The Customs Tariff was brought before the courts and though the law
was judged to be too vague, the ruling made it clear that a Canadian
democracy would tolerate restrictions on freedom of expression.
We have been able to stem the tide of freedom of speech absolutism.
But we are having a harder time with another liberal value: freedom of
sex. You will have heard these values espoused in the pornography
debate in that wishy-washy claim that it is not the sex in pornography
we mind; it's the violence. You've heard this, haven't you? We love
sex. We hate violence. Well, all of that doesn't take into account that
the violence is there for sex, and it completely avoids the conditions of
women used in that so-called "just sex" type of pornography.

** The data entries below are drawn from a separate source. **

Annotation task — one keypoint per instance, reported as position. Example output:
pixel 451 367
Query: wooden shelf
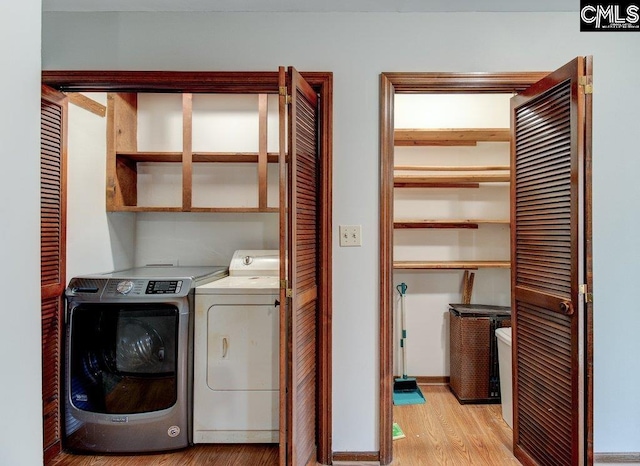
pixel 467 180
pixel 450 265
pixel 123 157
pixel 470 224
pixel 450 136
pixel 452 168
pixel 199 209
pixel 198 157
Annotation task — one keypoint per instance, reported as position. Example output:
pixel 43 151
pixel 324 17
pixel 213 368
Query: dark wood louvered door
pixel 299 251
pixel 551 268
pixel 52 255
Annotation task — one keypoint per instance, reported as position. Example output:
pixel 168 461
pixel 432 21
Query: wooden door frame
pixel 247 82
pixel 392 83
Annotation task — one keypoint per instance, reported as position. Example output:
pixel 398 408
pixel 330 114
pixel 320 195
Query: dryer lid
pixel 255 262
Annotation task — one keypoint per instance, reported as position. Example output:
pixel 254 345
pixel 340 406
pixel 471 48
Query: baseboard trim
pixel 432 380
pixel 356 456
pixel 625 457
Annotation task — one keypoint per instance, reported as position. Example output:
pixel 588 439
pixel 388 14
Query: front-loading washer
pixel 128 364
pixel 236 353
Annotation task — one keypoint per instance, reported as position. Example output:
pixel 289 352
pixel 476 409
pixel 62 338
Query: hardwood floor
pixel 439 432
pixel 198 455
pixel 444 432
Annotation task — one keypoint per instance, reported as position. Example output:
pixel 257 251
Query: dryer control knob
pixel 124 287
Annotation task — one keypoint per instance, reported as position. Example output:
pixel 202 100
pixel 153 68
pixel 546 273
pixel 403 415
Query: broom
pixel 405 389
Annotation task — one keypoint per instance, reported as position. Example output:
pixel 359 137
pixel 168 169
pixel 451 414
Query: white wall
pixel 98 241
pixel 357 48
pixel 21 389
pixel 430 292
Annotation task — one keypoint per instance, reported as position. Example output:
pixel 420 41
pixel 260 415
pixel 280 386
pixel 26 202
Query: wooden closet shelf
pixel 471 224
pixel 199 209
pixel 450 265
pixel 452 168
pixel 451 180
pixel 449 137
pixel 217 157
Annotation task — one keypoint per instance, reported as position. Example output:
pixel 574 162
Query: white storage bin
pixel 504 359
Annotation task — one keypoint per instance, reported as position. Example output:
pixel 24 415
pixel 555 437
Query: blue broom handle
pixel 402 289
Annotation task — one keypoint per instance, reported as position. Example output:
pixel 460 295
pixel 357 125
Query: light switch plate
pixel 350 235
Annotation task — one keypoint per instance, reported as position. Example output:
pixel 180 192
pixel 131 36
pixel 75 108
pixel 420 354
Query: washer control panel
pixel 164 287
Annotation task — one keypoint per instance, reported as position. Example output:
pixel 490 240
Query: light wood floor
pixel 444 432
pixel 439 432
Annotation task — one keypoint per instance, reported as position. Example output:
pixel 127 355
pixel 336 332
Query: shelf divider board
pixel 450 265
pixel 262 150
pixel 187 151
pixel 449 136
pixel 122 130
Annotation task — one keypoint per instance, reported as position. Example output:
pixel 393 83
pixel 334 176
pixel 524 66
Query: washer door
pixel 123 358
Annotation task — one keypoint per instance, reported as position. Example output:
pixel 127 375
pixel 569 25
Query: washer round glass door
pixel 123 358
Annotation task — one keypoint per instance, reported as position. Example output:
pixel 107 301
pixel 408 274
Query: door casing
pixel 421 83
pixel 246 82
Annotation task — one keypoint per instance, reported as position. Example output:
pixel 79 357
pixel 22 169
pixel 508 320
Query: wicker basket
pixel 473 358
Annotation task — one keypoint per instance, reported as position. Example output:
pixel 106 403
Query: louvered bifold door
pixel 548 267
pixel 52 256
pixel 302 218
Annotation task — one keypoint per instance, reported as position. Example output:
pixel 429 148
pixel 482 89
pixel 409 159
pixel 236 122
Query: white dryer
pixel 236 353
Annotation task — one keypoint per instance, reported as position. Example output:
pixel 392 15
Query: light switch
pixel 350 235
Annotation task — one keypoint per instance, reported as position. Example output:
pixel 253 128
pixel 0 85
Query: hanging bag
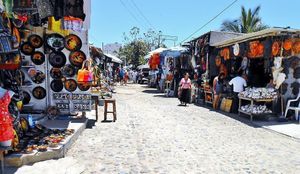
pixel 85 74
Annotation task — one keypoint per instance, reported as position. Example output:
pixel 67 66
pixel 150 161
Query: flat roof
pixel 256 35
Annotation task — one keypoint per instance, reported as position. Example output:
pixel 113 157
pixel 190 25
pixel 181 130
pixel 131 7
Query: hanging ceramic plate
pixel 27 49
pixel 55 41
pixel 73 42
pixel 24 124
pixel 39 93
pixel 57 85
pixel 70 85
pixel 296 47
pixel 57 59
pixel 39 77
pixel 38 58
pixel 288 44
pixel 35 40
pixel 56 73
pixel 17 38
pixel 76 58
pixel 275 48
pixel 26 98
pixel 84 87
pixel 68 70
pixel 236 49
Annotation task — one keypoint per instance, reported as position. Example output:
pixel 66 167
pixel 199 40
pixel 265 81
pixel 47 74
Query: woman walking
pixel 218 87
pixel 184 86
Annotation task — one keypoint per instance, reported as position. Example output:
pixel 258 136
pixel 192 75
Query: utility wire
pixel 231 4
pixel 132 15
pixel 142 14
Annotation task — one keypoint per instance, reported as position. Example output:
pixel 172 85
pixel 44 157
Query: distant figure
pixel 184 89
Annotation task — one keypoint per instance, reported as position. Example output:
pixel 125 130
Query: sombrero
pixel 73 42
pixel 35 40
pixel 38 58
pixel 39 92
pixel 27 49
pixel 69 70
pixel 57 59
pixel 55 41
pixel 70 85
pixel 57 85
pixel 56 73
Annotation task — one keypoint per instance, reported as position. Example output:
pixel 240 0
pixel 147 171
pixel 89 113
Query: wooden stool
pixel 114 112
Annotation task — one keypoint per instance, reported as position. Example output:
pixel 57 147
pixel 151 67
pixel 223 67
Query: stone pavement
pixel 155 135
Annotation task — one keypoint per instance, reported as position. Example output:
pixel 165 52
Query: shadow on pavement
pixel 90 124
pixel 151 91
pixel 107 121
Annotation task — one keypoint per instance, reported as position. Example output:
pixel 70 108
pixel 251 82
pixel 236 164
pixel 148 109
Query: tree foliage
pixel 249 21
pixel 136 45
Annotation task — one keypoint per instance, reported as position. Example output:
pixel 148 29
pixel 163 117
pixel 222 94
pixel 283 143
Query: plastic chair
pixel 295 108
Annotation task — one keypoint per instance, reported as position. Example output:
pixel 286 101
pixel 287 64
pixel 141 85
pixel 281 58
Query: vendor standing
pixel 239 84
pixel 185 86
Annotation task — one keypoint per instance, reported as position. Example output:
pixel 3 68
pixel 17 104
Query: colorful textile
pixel 6 128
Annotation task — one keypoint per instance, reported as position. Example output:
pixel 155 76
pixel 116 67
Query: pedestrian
pixel 126 77
pixel 217 89
pixel 239 84
pixel 121 74
pixel 134 76
pixel 184 87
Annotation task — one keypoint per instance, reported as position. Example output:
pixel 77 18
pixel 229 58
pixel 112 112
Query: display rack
pixel 252 102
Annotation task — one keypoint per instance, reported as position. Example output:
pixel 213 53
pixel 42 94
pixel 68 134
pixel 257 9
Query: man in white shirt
pixel 239 83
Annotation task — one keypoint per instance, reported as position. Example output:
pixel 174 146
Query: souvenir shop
pixel 202 51
pixel 269 60
pixel 45 75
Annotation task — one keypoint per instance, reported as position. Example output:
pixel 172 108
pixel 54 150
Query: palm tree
pixel 247 23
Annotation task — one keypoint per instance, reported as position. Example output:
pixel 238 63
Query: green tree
pixel 249 21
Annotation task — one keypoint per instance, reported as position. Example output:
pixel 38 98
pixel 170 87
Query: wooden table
pixel 252 101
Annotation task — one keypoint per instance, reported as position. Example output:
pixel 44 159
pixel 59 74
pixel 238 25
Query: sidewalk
pixel 291 129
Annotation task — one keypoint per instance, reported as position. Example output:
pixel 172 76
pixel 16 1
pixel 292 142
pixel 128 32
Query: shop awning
pixel 158 50
pixel 114 58
pixel 256 35
pixel 175 51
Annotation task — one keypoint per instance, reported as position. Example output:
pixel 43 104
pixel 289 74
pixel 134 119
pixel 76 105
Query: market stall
pixel 202 52
pixel 268 59
pixel 43 57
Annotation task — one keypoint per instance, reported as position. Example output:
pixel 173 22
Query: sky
pixel 111 18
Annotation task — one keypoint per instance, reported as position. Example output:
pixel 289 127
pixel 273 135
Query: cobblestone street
pixel 154 135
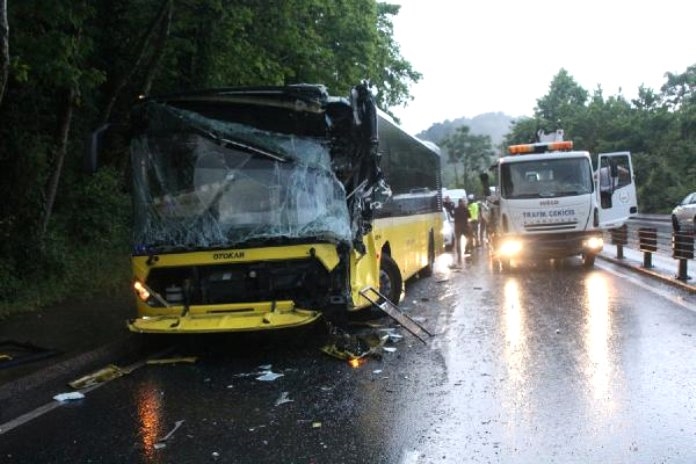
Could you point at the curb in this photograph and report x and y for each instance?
(637, 267)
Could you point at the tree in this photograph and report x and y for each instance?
(562, 105)
(4, 48)
(473, 152)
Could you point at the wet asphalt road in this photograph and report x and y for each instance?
(547, 363)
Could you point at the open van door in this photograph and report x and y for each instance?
(616, 189)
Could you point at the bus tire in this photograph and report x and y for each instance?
(427, 271)
(390, 281)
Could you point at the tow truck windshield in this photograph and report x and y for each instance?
(546, 178)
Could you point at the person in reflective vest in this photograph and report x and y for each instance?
(474, 232)
(461, 228)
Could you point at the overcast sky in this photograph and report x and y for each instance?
(480, 56)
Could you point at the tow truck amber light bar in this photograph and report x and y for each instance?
(528, 148)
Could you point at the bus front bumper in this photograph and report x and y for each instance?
(279, 316)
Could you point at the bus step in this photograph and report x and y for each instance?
(382, 303)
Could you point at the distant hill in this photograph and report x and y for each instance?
(495, 125)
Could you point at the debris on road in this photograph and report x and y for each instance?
(283, 398)
(354, 348)
(172, 360)
(107, 373)
(268, 376)
(69, 396)
(161, 442)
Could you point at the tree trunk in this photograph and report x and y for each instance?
(4, 48)
(59, 159)
(145, 45)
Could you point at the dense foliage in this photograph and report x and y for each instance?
(67, 68)
(658, 128)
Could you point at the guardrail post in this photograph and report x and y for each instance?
(683, 250)
(619, 237)
(647, 238)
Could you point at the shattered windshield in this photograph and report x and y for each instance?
(202, 183)
(546, 178)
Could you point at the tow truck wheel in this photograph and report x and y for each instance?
(588, 259)
(390, 279)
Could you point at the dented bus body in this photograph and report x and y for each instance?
(270, 207)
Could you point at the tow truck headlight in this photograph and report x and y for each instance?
(594, 243)
(510, 248)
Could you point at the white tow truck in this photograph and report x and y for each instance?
(549, 203)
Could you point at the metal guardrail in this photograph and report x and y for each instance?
(653, 234)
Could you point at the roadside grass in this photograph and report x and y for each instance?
(89, 273)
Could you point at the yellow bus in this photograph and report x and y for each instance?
(270, 207)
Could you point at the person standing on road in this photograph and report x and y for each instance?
(461, 227)
(449, 206)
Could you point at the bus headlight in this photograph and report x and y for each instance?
(594, 243)
(141, 290)
(510, 248)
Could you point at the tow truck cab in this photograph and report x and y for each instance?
(550, 203)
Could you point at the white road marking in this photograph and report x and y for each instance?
(48, 407)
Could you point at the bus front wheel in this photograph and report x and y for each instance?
(390, 279)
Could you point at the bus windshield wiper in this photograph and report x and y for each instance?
(243, 146)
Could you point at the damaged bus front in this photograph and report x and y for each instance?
(254, 208)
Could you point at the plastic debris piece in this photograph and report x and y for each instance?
(105, 374)
(269, 376)
(172, 360)
(354, 348)
(283, 398)
(69, 396)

We found out how dangerous that avoidance can be in a recent ob­
scenity decision made in Canada. We had a judge who had obviously
been listening to those feminists who tout the "give us sex but spare
us the violence" line. He had been listening to all those liberal plati­
tudes about consent, and in a mad moment decided that he would look
at a picture and decide on its face whether it was obscene. And he
looked at the pornography and said, "This is not obscene because I see
consent on the screen. I see it in the woman smiling." Guess what
movie he was looking at? Deep Throat.
So we have a case in Canada in which Deep Throat has been judged
not to be obscene. Why? For a number of reasons: Because the judge
was looking only at the images on the screen instead of considering
the practice of subordination on which pornography thrives. [Linda
"Lovelace" Marchiano's book Ordeal tells the brutal truth about Deep
Throat.] Because he was listening to pseudofeminists who were refus­
ing to analyze sexuality. Because he was listening to pseudofeminists
who consider prostitution a profession freely chosen instead of an in­
stitution of sexual abuse. Because in some cases in Canada, these pseudo­
feminists have actually gone to court to defend pornography against
obscenity charges.
It strikes me that our movement has to confront these tendencies.
We have to be able to say that speech is not more important than wom­
en's lives. We have to stop celebrating "consent" when we address
prostitution and start noticing the gender breakdown in the so-called
sex trade, especially the painfully obvious questions about who is buy­
ing and who is being sold. And we have to avoid the easy liberal path
to pro-sex politics and be sex-critical instead. These views may not be
especially popular in our hypersexualized culture, but they are the wave
of feminism's future.

REFERENCES
Knafka, C. L. (1985). Sexually explicit, sexually violent and violent media: The effects of
multiple naturalistic exposure and debriefing on female viewers. Unpublished Ph.D.
dissertation, University of Madison, Wisconsin.
Lovelace, Linda. (1980). Ordeal, New York: Citadel.
MacKinnon, Catharine A. (1984). Not a moral issue. Yale Law and Policy Review, 2.
Russell, Diana E. H. (1982). Rape in marriage. New York: Macmillan.
Stock, Wendy. (1983). The effects of violent pornography on women. Paper presented at
the American Psychological Association meeting.